Fin swimming is more common in adult Vampire Squid than jet-propulsion, due to its energetic efficiency. However, juvenile Vampire Squid may rely heavily on jet-propulsion and eventually undergo a metamorphosis which results in a change in fin position, relative size and shape as the individual becomes an adult and transitions to fin swimming.

Citrate synthase (CS) and octopine dehydrogenase (ODH) are useful indicators of aerobic and anaerobic metabolism and can be used to determine where the main areas of muscle contractions (for locomotion) are concentrated. Vampire Squid specimens were captured and the shape, size and position of the fins was recorded. CS and ODH levels were measured in the fin muscles (fin swimming) and mantle muscles (jet-propulsion) in juveniles and adults. High levels were shown in the fin muscle in adults, and high levels were shown in the mantle muscle in juveniles.

Changes from jet-propulsion to fin swimming were associated with a change in fin shape, size and position due to metamorphosis from juvenile to adult. Therefore there is a relationship between size of an organism and most efficient swimming methods. The transition between swimming styles can be defined as an “ontogenetic gait-transition”.

Annotated bibliography 3:

Bonnaud, L., Boucher-Rodoni, R. and Monnerott, M. 1997. Phylogeny of Cephalopods Inferred from Mitochondrial DNA Sequences. Molecular Phylogenetics and Evolution. 7(1):44-54.

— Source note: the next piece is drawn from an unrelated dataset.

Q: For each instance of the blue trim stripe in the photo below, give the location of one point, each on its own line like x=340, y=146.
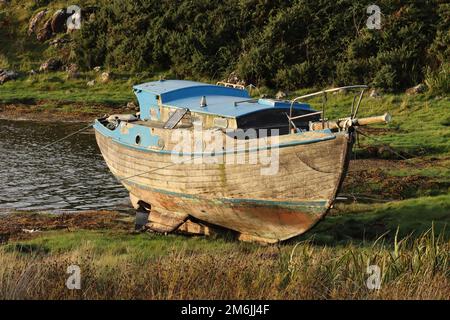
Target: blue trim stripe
x=101, y=129
x=318, y=204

The class Cephalopoda, of the Phylum Mollusca, was divided into groups primarily based on morphological and paleontological characters. Many of the relationships within this group, such as the relationship between Vampire Squid (Vampyromorpha) and Decapods/Octopods. The purpose of this study was to determine the accuracy of previous phylogenetic studies.

Cephalopoda is currently divided into Nautiloidea (Nautiloids) and Coleoidea (Decapods – squid and cuttlefish, Octopods – Octopi). The monophyly of many groups, such as the decapods and groups within the decapods, was not sufficiently supported by morphological evidence alone. For example: Vampire Squid have characters similar to both decapods and octopods, and may be a sister group to either. Mitochondrial DNA variation can be used to infer phylogenetic relationships, and was examined in this study.

Specimens of numerous groups of Cephalopods were collected and the mtDNA was isolated from tissue homogenates. PCR amplification was used on the mtDNA and these samples were sequenced. Phylogenetic analyses were carried out on the mtDNA sequences to determine the relationships between the organisms being studied. The monophyly of decapods was confirmed and Vampyromorpha was identified as being a sister group to all other octopods.

Some of the relationships between Cephalopods (as determined by morphological and paleontological data) were determined to be inaccurate and others were more extensively resolved. The Vampire Squid was placed as a sister group to Octopods, and not within the Decapods, despite its confusing morphological characters.